Desde então, as autoridades das Bahamas suspenderam os alertas de furacão para as ilhas do centro e do sul, bem como para Turks e Caicos.
Leon Lundy, ministro de estado do país para a gestão do risco de desastres, instou os residentes a estarem vigilantes, dizendo: “Mesmo um furacão fraco mantém a capacidade de destruição severa”.
Cerca de 1.500 pessoas foram evacuadas da área de risco, no que as autoridades descreveram como a maior operação da história das Bahamas.
Embora partes do arquipélago tenham sido afetadas pelas inundações, o Ministério do Turismo disse que grande parte do país, incluindo Nassau, Freeport, Eleuthera e Abacos, permanece em grande parte desabitada e aberta aos visitantes.
Por toda a extensão das Caraíbas, os fortes ventos de Melissa destruíram casas e edifícios, arrancaram árvores e deixaram centenas de milhares de pessoas sem energia.
Em Cuba, os moradores de Santiago de Cuba, a segunda maior cidade do país, trabalharam com facões para limpar as ruas repletas de escombros. O presidente Miguel Diaz-Canel disse que o furacão causou “danos significativos”, mas não forneceu números de vítimas.
Na Jamaica, o impacto foi mais severo na freguesia de St. Elizabeth, no sudoeste, onde lama até aos joelhos e pontes destruídas deixaram cidades como Black River. Vimos danos mínimos nas estradas a oeste da capital Kingston – algumas estruturas desabaram, árvores espalhadas pelas estradas e jardins.
ReutersMas quando chegamos ao centro da Jamaica, começamos a ver o quanto a ilha havia sido atingida. A cidade de Mandeville foi arrasada, por falta de palavra melhor. Um posto de gasolina perdeu o telhado e a maior parte das bombas.
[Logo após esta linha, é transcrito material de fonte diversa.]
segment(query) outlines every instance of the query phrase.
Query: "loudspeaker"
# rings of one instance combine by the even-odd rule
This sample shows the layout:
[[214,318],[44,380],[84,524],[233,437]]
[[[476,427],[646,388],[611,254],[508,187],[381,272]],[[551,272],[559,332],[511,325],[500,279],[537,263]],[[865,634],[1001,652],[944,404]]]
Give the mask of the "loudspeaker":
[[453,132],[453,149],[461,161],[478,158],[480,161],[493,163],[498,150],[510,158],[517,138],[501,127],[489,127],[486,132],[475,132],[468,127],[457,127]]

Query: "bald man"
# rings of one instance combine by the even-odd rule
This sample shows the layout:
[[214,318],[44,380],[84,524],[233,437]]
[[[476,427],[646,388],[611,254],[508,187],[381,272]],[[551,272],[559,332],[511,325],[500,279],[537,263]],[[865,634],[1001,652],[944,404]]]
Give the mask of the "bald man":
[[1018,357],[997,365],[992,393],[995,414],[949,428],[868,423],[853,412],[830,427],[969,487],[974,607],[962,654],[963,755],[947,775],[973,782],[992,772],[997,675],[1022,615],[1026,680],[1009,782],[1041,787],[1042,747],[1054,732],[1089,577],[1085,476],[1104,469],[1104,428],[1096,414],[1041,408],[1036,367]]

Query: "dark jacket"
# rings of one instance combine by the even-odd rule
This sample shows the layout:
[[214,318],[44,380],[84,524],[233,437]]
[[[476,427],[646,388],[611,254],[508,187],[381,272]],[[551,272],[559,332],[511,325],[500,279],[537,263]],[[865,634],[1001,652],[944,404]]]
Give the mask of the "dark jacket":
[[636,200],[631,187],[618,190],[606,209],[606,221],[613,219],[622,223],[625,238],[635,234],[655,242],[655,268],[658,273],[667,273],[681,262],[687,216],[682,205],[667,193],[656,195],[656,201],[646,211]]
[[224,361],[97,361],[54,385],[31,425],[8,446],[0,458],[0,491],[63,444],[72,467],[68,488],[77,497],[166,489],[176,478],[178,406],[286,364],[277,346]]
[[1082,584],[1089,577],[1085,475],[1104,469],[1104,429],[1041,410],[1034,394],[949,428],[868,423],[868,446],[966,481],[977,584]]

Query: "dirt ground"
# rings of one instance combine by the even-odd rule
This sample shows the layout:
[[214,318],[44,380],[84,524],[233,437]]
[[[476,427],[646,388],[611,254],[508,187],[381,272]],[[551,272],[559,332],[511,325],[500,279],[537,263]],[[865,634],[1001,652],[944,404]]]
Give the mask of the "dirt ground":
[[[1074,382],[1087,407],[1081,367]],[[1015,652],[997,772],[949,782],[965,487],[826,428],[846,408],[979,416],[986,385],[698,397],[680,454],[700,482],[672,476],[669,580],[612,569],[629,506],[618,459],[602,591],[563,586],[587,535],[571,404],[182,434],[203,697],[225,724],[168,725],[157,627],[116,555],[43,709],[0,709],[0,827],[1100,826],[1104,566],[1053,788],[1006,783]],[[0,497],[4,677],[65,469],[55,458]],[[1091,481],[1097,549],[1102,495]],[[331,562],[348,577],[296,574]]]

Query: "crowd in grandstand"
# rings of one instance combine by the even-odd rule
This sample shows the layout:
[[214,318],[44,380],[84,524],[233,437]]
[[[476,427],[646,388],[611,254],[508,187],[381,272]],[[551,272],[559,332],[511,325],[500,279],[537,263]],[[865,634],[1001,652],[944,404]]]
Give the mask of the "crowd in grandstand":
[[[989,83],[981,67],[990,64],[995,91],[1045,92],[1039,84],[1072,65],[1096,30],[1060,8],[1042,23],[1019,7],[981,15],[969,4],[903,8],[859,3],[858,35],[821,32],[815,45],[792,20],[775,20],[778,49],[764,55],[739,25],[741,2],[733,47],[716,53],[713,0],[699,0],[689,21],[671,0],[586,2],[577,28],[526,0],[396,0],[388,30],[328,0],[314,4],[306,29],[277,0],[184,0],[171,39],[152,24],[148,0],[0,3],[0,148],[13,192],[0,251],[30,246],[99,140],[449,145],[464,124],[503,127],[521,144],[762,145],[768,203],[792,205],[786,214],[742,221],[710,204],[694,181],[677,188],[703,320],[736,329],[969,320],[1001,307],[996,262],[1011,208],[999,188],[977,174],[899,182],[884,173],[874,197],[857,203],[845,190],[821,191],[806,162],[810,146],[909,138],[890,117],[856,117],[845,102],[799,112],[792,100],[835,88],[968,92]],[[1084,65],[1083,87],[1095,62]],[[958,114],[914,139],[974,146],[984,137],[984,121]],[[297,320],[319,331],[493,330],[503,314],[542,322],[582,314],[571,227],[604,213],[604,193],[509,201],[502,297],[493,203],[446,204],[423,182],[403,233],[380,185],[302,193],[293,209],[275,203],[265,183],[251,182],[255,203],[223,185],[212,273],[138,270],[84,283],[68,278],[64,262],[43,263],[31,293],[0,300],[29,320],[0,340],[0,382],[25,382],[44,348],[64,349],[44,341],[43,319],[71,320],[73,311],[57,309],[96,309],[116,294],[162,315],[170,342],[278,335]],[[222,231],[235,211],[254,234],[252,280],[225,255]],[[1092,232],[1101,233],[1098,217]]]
Dana Malcolm, do Jamaica Observer, descreveu “um progresso muito, muito lento”, com estradas bloqueadas por deslizamentos de terra ao chegar a St Elizabeth. Ele disse à BBC: “Eu estava onde estava a estrada ontem e estava com lama até os joelhos onde a estrada deveria estar”.
As comunicações foram cortadas em toda a Jamaica, com linhas de energia e redes móveis cortadas em grande parte do sudoeste. Muitas famílias passaram dias sem conseguir contactar familiares nas freguesias mais atingidas.
Em Black River, informou o New York Times, o parente de uma vítima caminhou 24 km até a delegacia para relatar a morte de seu ente querido.
O Ministro do Governo Local, Desmond McKenzie, compartilhou a notícia de que “no meio de tudo isso, um bebê nasceu com segurança em uma emergência. Então aí está… uma bebê Melissa”.
O Haiti, já mergulhado na violência de gangues e numa crise humanitária, matou pelo menos 23 pessoas – 10 delas crianças – principalmente devido a inundações após dias de chuva incessante, apesar de o país ter evitado impactos diretos.
A tempestade também é responsável por pelo menos oito mortes na Jamaica e uma na República Dominicana, disseram autoridades.
O NHC disse que as águas das enchentes nas Bahamas deverão diminuir até quinta-feira, embora as condições em Cuba, Jamaica e Hispaniola permaneçam perigosas por vários dias.